Research Update: Timing of nutritional interventions in very-low-birth-weight infants: optimal neurodevelopment compared with the onset of the metabolic syndrome

An overview of the current evidence on the appropriate diet for very-low-birth-weight (VLBW) preterm infants is presented in this review article.

Published in the American Journal of Clinical Nutrition (August 2013), this review attempts to identify the optimal nutrition intervention for VLBW preterm infants. Current research suggests that infants who show rapid growth after preterm birth are at risk of metabolic consequences and cardiovascular disease later in life. On the other hand, postnatal growth restriction in VLBW infants has been found to be associated with decreased brain growth and poorer neurodevelopmental outcomes.
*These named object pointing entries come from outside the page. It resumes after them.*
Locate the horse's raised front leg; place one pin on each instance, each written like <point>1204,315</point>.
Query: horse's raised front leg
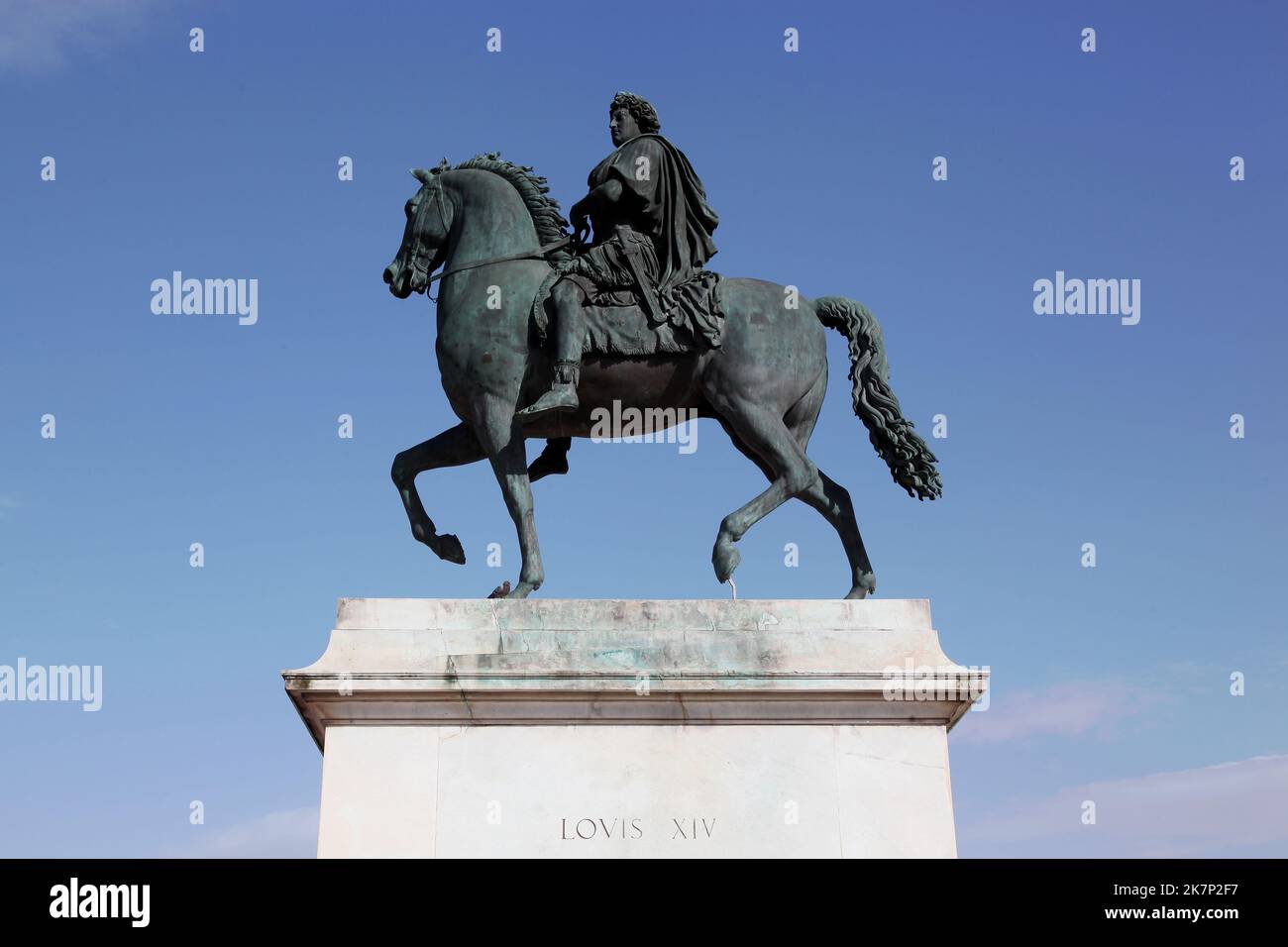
<point>454,447</point>
<point>501,436</point>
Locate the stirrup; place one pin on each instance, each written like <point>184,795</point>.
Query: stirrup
<point>561,397</point>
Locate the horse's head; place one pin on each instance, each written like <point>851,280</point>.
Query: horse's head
<point>429,221</point>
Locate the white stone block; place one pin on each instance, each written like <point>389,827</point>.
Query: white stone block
<point>608,728</point>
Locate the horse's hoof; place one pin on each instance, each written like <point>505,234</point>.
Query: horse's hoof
<point>449,549</point>
<point>725,560</point>
<point>863,587</point>
<point>541,467</point>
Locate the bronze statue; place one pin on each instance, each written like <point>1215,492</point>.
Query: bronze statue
<point>638,322</point>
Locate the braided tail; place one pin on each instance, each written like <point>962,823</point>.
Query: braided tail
<point>910,459</point>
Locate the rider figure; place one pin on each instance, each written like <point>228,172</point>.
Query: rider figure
<point>652,231</point>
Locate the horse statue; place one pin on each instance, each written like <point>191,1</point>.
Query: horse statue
<point>494,231</point>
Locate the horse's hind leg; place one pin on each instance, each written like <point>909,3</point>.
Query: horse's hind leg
<point>765,434</point>
<point>829,497</point>
<point>833,501</point>
<point>824,495</point>
<point>454,447</point>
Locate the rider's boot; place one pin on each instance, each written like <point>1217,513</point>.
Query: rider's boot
<point>570,331</point>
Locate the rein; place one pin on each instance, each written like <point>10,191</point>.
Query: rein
<point>523,256</point>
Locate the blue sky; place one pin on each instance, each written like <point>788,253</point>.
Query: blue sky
<point>1111,684</point>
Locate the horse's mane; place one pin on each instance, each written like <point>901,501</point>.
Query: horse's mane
<point>533,189</point>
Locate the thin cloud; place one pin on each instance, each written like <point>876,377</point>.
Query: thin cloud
<point>1064,710</point>
<point>287,834</point>
<point>1207,812</point>
<point>44,35</point>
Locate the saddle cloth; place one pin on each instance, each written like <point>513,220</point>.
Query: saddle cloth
<point>626,330</point>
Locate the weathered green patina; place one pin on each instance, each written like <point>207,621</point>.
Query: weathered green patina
<point>501,243</point>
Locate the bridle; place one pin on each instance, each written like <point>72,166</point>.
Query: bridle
<point>540,253</point>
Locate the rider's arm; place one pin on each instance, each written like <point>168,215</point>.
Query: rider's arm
<point>597,200</point>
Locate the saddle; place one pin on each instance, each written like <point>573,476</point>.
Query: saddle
<point>695,320</point>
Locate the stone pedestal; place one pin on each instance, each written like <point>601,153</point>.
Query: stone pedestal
<point>632,728</point>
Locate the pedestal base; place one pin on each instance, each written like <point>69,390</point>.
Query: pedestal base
<point>600,728</point>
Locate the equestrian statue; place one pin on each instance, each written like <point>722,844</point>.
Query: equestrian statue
<point>544,322</point>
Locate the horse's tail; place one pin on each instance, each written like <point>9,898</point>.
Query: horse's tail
<point>910,459</point>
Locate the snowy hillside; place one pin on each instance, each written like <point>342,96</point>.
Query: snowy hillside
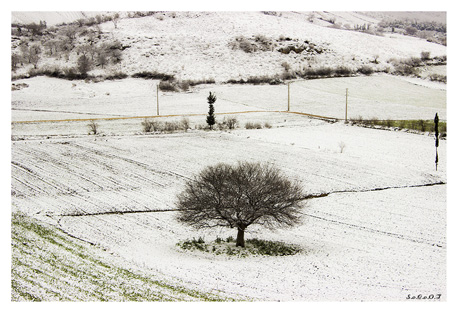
<point>206,45</point>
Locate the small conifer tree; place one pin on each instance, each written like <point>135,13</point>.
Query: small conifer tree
<point>211,119</point>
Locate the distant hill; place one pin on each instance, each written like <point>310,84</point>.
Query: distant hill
<point>224,46</point>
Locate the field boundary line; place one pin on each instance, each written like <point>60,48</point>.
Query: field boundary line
<point>311,196</point>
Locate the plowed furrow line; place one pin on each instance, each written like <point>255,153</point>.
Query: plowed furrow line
<point>45,180</point>
<point>128,160</point>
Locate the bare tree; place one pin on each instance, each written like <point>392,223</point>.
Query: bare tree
<point>84,64</point>
<point>239,196</point>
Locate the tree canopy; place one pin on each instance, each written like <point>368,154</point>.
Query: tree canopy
<point>237,196</point>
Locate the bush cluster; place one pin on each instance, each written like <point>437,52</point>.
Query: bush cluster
<point>149,125</point>
<point>257,125</point>
<point>415,124</point>
<point>258,43</point>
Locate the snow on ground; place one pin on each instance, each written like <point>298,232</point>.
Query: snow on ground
<point>358,245</point>
<point>380,96</point>
<point>169,45</point>
<point>196,45</point>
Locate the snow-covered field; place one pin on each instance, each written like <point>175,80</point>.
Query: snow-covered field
<point>105,202</point>
<point>360,242</point>
<point>380,96</point>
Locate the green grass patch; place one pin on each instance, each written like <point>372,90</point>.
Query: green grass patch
<point>49,265</point>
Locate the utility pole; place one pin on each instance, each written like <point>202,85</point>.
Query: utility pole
<point>288,96</point>
<point>346,115</point>
<point>437,140</point>
<point>157,99</point>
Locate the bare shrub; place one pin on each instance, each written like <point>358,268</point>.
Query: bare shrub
<point>147,125</point>
<point>425,55</point>
<point>243,43</point>
<point>231,122</point>
<point>342,146</point>
<point>253,125</point>
<point>185,124</point>
<point>365,70</point>
<point>93,127</point>
<point>168,86</point>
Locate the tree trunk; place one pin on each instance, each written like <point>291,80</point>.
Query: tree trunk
<point>240,238</point>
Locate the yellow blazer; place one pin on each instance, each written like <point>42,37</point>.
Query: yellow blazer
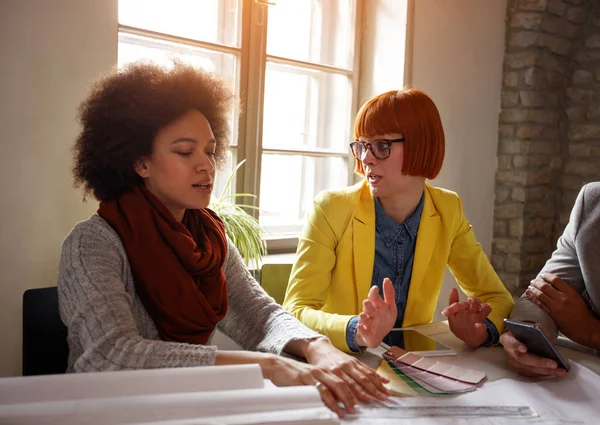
<point>336,252</point>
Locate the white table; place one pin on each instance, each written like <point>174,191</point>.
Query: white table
<point>490,360</point>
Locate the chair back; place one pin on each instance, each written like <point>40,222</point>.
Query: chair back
<point>45,348</point>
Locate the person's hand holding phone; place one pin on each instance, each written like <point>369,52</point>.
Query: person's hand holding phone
<point>563,304</point>
<point>525,363</point>
<point>466,319</point>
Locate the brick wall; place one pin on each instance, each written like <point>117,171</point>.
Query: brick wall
<point>549,132</point>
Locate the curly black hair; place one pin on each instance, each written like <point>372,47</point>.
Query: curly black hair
<point>125,110</point>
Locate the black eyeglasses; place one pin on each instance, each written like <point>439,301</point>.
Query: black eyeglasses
<point>380,149</point>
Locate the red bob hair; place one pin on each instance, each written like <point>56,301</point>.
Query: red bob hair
<point>413,114</point>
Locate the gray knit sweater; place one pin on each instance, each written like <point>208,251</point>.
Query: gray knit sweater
<point>109,328</point>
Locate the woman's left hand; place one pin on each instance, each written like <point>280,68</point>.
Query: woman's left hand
<point>466,319</point>
<point>365,383</point>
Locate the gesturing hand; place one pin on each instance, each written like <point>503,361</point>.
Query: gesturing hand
<point>466,319</point>
<point>378,316</point>
<point>566,307</point>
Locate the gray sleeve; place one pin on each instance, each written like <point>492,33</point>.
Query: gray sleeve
<point>254,320</point>
<point>98,310</point>
<point>563,263</point>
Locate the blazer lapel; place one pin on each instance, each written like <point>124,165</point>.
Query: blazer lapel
<point>363,242</point>
<point>426,237</point>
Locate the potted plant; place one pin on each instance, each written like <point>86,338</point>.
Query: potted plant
<point>242,228</point>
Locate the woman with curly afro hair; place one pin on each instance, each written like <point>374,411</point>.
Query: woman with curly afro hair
<point>144,282</point>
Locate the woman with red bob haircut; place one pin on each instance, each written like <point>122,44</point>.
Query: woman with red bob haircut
<point>393,234</point>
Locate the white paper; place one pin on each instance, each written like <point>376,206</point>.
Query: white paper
<point>124,383</point>
<point>574,399</point>
<point>165,407</point>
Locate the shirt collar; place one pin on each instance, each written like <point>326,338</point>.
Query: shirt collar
<point>389,228</point>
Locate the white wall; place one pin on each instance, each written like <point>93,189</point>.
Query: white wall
<point>458,51</point>
<point>457,54</point>
<point>50,52</point>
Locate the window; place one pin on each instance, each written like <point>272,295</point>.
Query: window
<point>293,66</point>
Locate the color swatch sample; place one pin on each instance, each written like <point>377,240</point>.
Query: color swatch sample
<point>469,376</point>
<point>400,384</point>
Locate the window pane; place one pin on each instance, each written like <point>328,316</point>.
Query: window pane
<point>223,175</point>
<point>306,109</point>
<point>133,47</point>
<point>288,185</point>
<point>319,31</point>
<point>214,21</point>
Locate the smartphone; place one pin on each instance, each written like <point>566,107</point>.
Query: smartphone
<point>535,340</point>
<point>415,342</point>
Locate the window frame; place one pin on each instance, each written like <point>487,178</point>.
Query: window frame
<point>251,57</point>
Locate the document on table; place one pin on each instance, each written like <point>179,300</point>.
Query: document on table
<point>168,396</point>
<point>572,400</point>
<point>73,386</point>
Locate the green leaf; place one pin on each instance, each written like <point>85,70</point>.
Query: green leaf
<point>242,228</point>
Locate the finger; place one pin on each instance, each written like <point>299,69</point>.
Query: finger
<point>340,389</point>
<point>389,296</point>
<point>453,296</point>
<point>373,294</point>
<point>542,297</point>
<point>364,321</point>
<point>474,305</point>
<point>559,283</point>
<point>512,344</point>
<point>368,307</point>
<point>369,386</point>
<point>329,399</point>
<point>375,378</point>
<point>536,371</point>
<point>536,301</point>
<point>375,299</point>
<point>455,308</point>
<point>545,288</point>
<point>532,361</point>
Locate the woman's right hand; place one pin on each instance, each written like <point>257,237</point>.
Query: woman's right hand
<point>286,372</point>
<point>527,364</point>
<point>378,316</point>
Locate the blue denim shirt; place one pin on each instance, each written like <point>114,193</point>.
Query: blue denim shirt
<point>394,257</point>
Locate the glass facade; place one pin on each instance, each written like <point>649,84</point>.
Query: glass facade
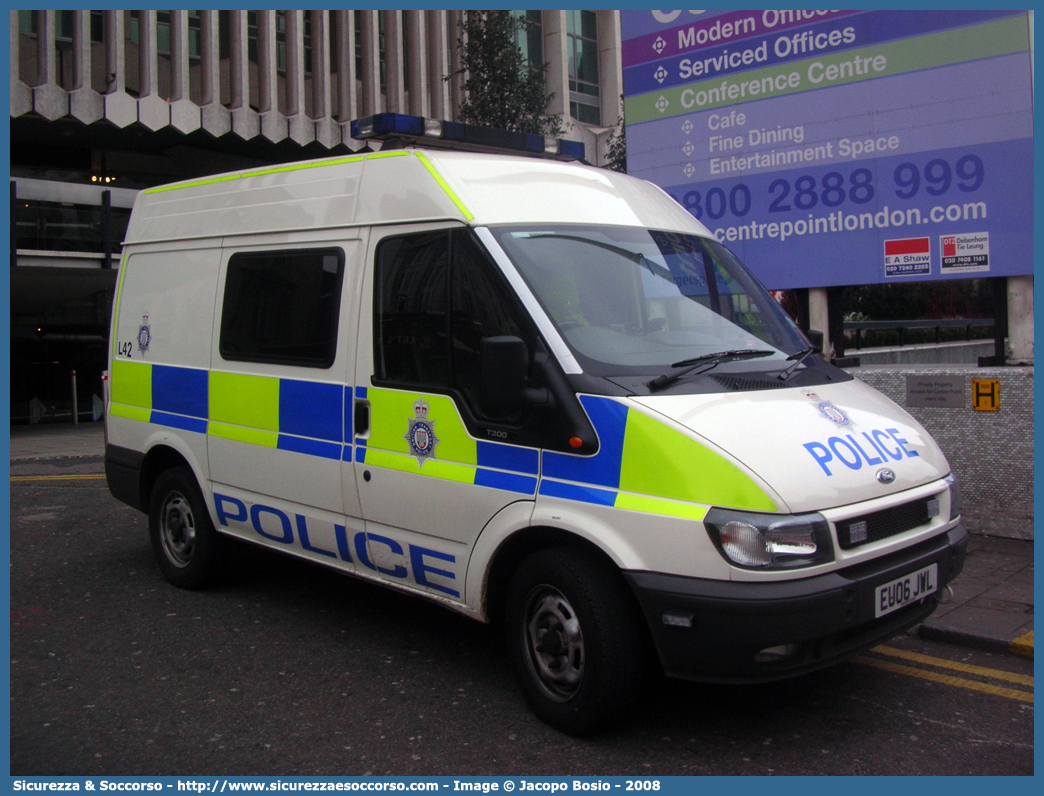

Studies have indicated that low amounts of protein during the first postnatal weeks led to severe extrauterine growth restriction. Updated guidelines (2010) from the European Society of Paediatric Gastroenterology, Hepatology and Nutrition (ESPGHAN) have recommended a higher protein supply to compensate for the accumulated protein deficit observed in almost all small preterm infants. The role of postdischarge nutrition for preterm infants was also examined in this review. Recent evidence has shown significant differences in fat mass gain between infants fed regular term formula and normal-energy/high-protein postdischarge formula; the use of a formula with normal energy but proportionally more protein resulted in a significantly lower body fat percentage.

The authors concluded that the optimal nutrition intervention for VLBW infants which supports growth and brain development is immediate postnatal high-protein nutrition – this can be delivered through innovative TPN and individualised breast milk fortification. For VLBW infants discharged with suboptimal growth, postdischarge nutrition given by a normal-energy/high-protein formula may lead to a normal body composition, which could help lower the risk of metabolic syndrome later in life.